Raimundo believes that if people are pushed to work mechanically, more as robots than humans, they squash their gifts, special skills, talents and creative genius to such an extent that their work life is passionless. A life devoid of passion quickly becomes hard work, fatiguing and draining.
"A person's passion for using their talents is the power source that drives an organisation," he said, likening talent without passion to a car without fuel.
"A manager can either nurture that passion in each employee so that it propels the organisation forward or push it down so that it becomes a form of inward explosion, manifesting in ways that impede both the individual and the flow of the organisation. Talents need to be recognised and nurtured; skills need to be developed and refined. When people know how to manage relationships effectively and authentically, the passion of the employees will flow through the whole organization. They can be agents of transformational change among the people they manage. The work place can become the environment that stimulates people to flourish in life, rather than one that pushes people into a box."
Raimundo himself feels so passionately about this topic, he wrote a book entitled,
Relationship Capital (Prentice Hall, 2002). As the name suggests, the book explores the concept of achieving true success not just in business but in life generally, through managing relationships well. Raimundo feels that generally, people just need the right tools and training in order to develop the relationships they need to get optimum results in business and in life. To that end, he created a communication method called
Play of Life (PoL) for which he received the American Association of Psychodrama Innovator's Award in New York, 2004.

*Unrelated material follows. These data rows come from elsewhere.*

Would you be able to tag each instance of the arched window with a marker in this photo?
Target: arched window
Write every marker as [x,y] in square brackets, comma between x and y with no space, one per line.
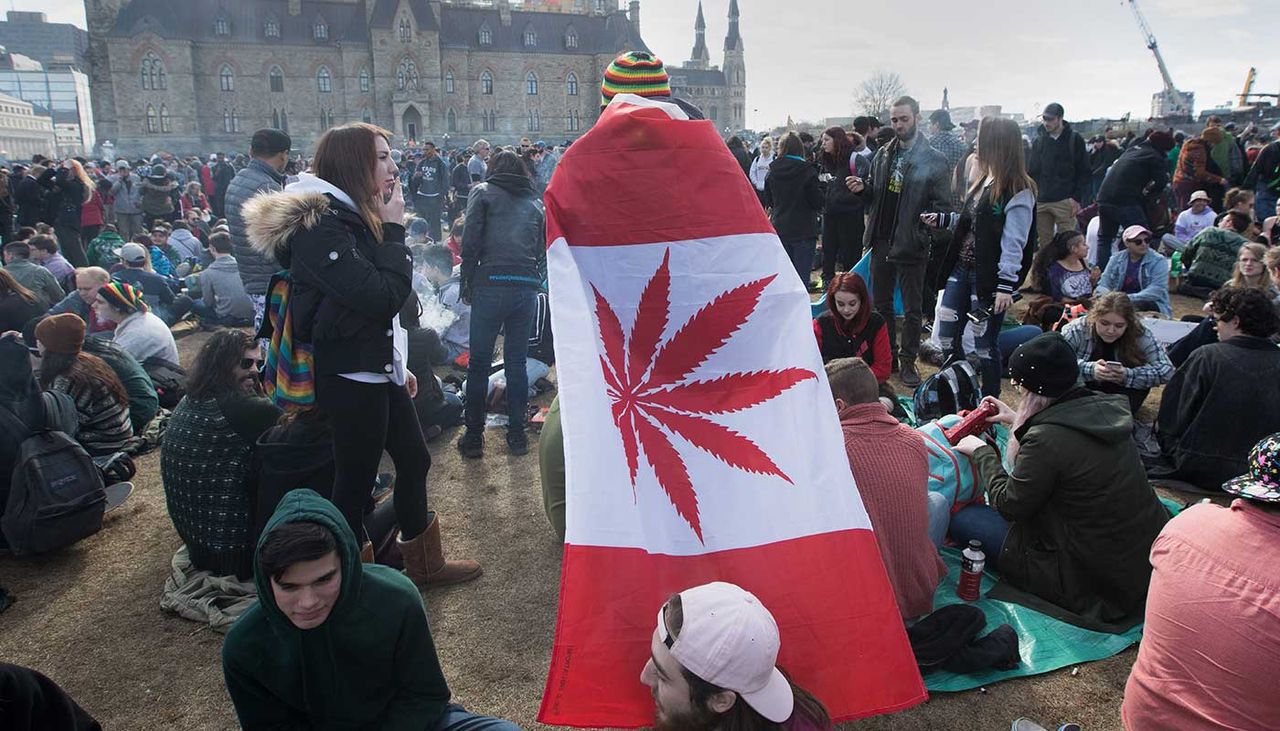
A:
[406,74]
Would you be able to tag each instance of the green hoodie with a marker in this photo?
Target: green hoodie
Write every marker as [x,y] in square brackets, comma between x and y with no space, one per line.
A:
[370,666]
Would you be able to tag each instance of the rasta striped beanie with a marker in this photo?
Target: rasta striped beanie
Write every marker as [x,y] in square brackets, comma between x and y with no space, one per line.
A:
[635,72]
[123,296]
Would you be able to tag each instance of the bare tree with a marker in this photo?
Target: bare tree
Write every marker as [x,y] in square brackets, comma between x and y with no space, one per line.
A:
[878,91]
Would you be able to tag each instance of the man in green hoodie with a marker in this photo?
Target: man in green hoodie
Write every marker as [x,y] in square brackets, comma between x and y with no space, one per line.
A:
[333,643]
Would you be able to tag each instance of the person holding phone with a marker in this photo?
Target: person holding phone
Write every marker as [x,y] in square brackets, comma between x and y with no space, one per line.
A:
[1116,353]
[339,233]
[991,251]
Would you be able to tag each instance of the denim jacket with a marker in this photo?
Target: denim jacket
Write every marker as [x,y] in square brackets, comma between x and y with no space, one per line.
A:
[1152,281]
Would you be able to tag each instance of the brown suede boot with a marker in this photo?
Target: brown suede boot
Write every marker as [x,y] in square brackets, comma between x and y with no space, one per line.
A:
[425,563]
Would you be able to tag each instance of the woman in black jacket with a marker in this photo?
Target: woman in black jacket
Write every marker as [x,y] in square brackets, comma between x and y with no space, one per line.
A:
[339,236]
[794,197]
[991,250]
[69,188]
[503,266]
[842,213]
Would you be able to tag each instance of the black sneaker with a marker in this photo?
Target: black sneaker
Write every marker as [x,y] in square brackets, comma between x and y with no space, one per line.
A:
[471,444]
[517,443]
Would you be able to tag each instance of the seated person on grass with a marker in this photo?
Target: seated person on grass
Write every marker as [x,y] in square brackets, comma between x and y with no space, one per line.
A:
[1211,643]
[1224,398]
[223,300]
[1142,273]
[88,281]
[137,329]
[158,289]
[206,458]
[1115,352]
[723,626]
[891,466]
[1074,520]
[324,620]
[101,402]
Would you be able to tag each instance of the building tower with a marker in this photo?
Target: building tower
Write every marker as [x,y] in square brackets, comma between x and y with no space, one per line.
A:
[735,69]
[700,59]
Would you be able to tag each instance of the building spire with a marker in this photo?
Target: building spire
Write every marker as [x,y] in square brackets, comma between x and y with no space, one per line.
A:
[732,40]
[702,56]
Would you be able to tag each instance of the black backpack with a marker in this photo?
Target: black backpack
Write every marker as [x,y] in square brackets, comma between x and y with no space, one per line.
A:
[950,391]
[56,494]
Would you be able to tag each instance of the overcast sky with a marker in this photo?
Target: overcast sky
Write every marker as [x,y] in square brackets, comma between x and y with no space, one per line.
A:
[807,58]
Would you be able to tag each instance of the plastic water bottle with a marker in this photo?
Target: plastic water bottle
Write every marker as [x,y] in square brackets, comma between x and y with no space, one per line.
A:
[970,571]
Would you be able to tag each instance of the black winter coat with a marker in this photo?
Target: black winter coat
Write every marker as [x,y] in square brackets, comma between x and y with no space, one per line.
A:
[347,287]
[1139,169]
[1060,167]
[504,241]
[794,197]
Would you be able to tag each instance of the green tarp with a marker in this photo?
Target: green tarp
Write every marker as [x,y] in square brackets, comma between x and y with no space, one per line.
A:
[1045,643]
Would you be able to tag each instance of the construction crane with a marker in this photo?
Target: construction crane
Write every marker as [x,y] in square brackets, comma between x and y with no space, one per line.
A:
[1169,103]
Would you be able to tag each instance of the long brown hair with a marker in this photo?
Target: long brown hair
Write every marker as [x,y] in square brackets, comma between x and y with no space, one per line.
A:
[85,373]
[1001,158]
[1127,347]
[346,156]
[10,286]
[740,716]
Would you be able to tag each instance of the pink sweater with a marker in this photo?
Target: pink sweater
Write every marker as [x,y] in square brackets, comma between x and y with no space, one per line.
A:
[891,467]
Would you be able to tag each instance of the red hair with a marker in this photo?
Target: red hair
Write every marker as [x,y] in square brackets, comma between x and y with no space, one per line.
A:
[853,283]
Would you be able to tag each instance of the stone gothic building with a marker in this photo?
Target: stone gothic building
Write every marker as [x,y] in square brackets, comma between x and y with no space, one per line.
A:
[191,76]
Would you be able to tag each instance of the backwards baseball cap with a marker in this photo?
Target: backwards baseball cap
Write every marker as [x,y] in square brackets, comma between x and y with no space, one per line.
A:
[731,640]
[635,72]
[133,254]
[1136,231]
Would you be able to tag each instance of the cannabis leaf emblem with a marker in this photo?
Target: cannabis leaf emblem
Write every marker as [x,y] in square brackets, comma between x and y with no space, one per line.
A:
[649,389]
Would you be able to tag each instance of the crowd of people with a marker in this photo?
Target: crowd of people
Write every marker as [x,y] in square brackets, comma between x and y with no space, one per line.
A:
[337,284]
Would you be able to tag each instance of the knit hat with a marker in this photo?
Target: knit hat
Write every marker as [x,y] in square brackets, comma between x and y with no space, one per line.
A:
[853,382]
[1045,365]
[1161,141]
[1262,483]
[635,72]
[62,333]
[123,296]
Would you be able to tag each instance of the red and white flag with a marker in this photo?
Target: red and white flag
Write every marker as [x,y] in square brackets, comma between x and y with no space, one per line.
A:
[700,438]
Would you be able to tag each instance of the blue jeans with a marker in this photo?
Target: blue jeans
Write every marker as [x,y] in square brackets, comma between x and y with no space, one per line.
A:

"The power of the PoL is that it quickly and efficiently opens windows to the Limbic System; the part of the brain where a person's talents and individual passions sit," he said.
In 2008, Raimundo joined forces with Martin Moroney, leading corporate communicating and interpersonal skills trainer, to incorporate PoL techniques into a series of programmes for business managers, financial advisors and leaders. They called it, aptly, Ten Minutes to Clarity. The workshops are designed to equip leadership and management with immediately applicable tools and techniques to get crystal clear information about team members' talents, organisational fit and leadership skills. According to Raimundo, the methodology also facilitates the discovery of issues that hinder talent development and block growth; helping individuals and teams establish a creative and innovative Corporate Culture.
"There's a creative genius in all of us longing to be discovered and nurtured," Raimundo said. "Ten Minutes to Clarity and its associated programmes spread a better sense of job satisfaction, accomplishment, creativity and innovation to make people feel engaged and passionate about their work."